After receiving calls from residents and area officials, the bureau has scheduled a public meeting next Wednesday to address concerns related to the permit application.
"To date, we've received around 19 complaints and questions from interested parties over the permit application," said Robert George, a domestic waste official at the bureau. "As part of the application process, we want to hear comments and questions from the public."
Payne declined to comment until after the public meeting.
The bureau currently oversees about 1,000 active permits throughout the state. Fifty are for evaporative systems like the one planned at the RV park.
One interested party who plans to attend Wednesday' meeting is Mary Girardi, who lives in the Dutchman's Hill subdivision near Cedar Hill.
"What we've been through in recent years over water quality and supply, it makes us very concerned," she said.
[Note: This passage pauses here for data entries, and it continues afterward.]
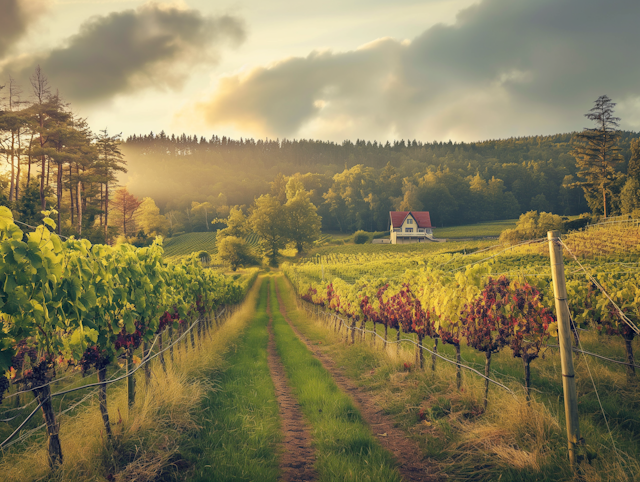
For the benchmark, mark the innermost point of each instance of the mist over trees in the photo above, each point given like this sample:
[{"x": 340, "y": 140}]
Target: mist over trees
[
  {"x": 54, "y": 160},
  {"x": 183, "y": 183},
  {"x": 355, "y": 185}
]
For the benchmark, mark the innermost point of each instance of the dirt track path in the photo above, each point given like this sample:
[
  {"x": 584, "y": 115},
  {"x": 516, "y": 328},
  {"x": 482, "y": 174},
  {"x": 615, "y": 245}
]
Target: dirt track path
[
  {"x": 297, "y": 461},
  {"x": 412, "y": 464}
]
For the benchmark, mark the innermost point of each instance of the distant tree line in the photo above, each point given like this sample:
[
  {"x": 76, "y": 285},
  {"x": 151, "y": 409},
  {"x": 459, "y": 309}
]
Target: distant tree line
[{"x": 355, "y": 185}]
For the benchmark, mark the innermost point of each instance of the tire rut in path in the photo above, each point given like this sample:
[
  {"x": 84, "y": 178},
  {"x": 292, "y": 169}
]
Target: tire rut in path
[
  {"x": 296, "y": 464},
  {"x": 411, "y": 462}
]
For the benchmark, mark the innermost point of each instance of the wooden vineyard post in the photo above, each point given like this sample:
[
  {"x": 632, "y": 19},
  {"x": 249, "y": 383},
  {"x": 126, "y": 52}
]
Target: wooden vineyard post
[
  {"x": 564, "y": 338},
  {"x": 131, "y": 381}
]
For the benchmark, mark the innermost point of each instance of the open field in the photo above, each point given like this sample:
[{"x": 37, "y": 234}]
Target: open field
[{"x": 480, "y": 230}]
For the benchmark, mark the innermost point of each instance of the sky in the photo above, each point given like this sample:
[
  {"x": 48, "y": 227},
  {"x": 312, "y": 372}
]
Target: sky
[{"x": 460, "y": 70}]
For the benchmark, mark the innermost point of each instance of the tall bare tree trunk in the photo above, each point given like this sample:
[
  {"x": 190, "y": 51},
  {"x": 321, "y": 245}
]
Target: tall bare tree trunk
[
  {"x": 13, "y": 155},
  {"x": 59, "y": 193},
  {"x": 17, "y": 188},
  {"x": 79, "y": 192},
  {"x": 106, "y": 212},
  {"x": 29, "y": 160}
]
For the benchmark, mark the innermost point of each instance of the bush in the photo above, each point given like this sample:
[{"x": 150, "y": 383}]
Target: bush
[
  {"x": 361, "y": 237},
  {"x": 579, "y": 223},
  {"x": 532, "y": 225},
  {"x": 205, "y": 257},
  {"x": 235, "y": 252}
]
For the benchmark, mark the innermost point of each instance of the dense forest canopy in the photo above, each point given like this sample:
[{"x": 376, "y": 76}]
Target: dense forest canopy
[{"x": 355, "y": 185}]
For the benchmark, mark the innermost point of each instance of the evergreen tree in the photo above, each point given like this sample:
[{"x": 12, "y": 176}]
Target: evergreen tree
[
  {"x": 28, "y": 207},
  {"x": 598, "y": 154},
  {"x": 110, "y": 161},
  {"x": 633, "y": 169}
]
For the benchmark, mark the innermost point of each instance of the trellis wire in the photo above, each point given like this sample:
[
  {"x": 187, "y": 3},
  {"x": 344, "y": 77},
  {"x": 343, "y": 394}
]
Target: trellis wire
[{"x": 426, "y": 349}]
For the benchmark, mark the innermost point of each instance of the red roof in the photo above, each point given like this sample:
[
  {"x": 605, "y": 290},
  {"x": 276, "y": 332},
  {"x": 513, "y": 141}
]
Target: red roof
[{"x": 423, "y": 220}]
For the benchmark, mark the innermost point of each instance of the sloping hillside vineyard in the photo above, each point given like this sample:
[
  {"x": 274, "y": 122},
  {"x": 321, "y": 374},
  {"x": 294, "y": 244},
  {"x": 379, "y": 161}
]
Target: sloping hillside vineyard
[
  {"x": 68, "y": 304},
  {"x": 491, "y": 299}
]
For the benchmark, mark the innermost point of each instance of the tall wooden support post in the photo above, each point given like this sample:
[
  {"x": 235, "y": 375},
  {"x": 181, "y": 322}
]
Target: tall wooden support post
[{"x": 564, "y": 336}]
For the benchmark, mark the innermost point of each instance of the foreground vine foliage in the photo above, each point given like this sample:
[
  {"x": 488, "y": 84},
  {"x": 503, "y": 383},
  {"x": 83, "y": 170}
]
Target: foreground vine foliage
[{"x": 66, "y": 304}]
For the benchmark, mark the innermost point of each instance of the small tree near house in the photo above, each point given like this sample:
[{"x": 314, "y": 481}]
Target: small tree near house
[{"x": 123, "y": 209}]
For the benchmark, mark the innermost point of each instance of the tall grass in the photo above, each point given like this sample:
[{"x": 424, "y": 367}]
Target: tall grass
[{"x": 145, "y": 439}]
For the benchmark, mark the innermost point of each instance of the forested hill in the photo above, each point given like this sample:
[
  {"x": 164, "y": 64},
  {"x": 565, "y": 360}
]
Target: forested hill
[{"x": 457, "y": 182}]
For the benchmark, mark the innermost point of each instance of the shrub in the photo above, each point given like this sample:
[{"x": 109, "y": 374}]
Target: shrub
[
  {"x": 532, "y": 225},
  {"x": 235, "y": 252},
  {"x": 361, "y": 237}
]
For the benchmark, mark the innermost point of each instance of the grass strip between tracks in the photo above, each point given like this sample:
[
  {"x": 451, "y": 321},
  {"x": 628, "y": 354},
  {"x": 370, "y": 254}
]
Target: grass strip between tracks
[
  {"x": 240, "y": 421},
  {"x": 346, "y": 450}
]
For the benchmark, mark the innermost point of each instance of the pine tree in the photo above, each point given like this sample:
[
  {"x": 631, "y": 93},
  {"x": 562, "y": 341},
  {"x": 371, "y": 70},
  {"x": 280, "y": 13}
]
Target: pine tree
[
  {"x": 598, "y": 154},
  {"x": 633, "y": 169},
  {"x": 110, "y": 160}
]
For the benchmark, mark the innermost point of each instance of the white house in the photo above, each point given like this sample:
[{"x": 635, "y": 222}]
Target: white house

Residents like Girardi have struggled to get safe, reliable water. In 2008, the state Public Regulation Commission forced Dutchman's Hill Water Company to sell its control of water to North Star Domestic Water Consumers and Mutual Sewer Works Coop. Since then, water has been on tap for the roughly 115 residents in the area, but at a price.
"It took forever, years of having rusty, sludgy water or no water at all. Then we joined North Star with a $3,000 membership fee, had to purchase a new water meter that cost $2,500 and our monthly bill quadrupled," Girardi said. "You could say that we're wary about water in this community."
The RV park is situated less than a mile from a North Star intake pump.
Ongoing problems -- sewage polluted water, high costs and odor -- near the Kirtland lagoon give Girardi little faith in the lagoon system. Officials at the state's Environment Department admit the Kirtland lagoon is a major problem. Built in 1957, it was designed to only handle a couple dozen residents and was installed before the current regulations were put into place
Girardi has discussed gathering signatures to petition the lagoon with her neighbor, Jim Dahlberg.
"We are concerned that if for any reason the lagoon fails, it would put raw sewage right into the river. It could be a real mess," Dahlberg said. "We'll see what we learn at the meeting, but I expect that we'll go forward with the petition."
Dahlberg is also concerned the bureau lacks enough power to do more than approve the lagoon.
"It's a little bit frustrating since once the application is made, it's not a matter of if but when," he said.
According to officials at the bureau, they are responsible for permitting and ensuring regulations are followed. A permit owner is responsible for serving as or hiring a licensed operator to conduct monthly water samples to comply with regulations. The bureau can impose penalties for as much as $15,000 per day and file court injunctions.
"A discharger has to report to us on an ongoing basis with water samples and flow volumes in quarterly reports," George said. "We do an on-site visit every other year, and every permit is up for renewal every five years."
Many schools and state parks use similar lagoon systems, a common and effective means of handling waste water, George said. The ground under synthetic lagoons is lined with a protective plastic coating that is designed to last 20 to 25 years.
"There's no problem with the technology," George said. "Problems we have seen have to do more with who's running them. Some are well-run and there are others that aren't well-run."
Girardi is concerned that not all owners and operators of lagoon systems are honest stewards.
"That's a running joke. If you end up with a bad sample, you can manipulate the sample," Girardi said. "The bureau's understaffed. Maybe Mr. Payne will be a perfect operator and everything will be wonderful. I guess we'll see."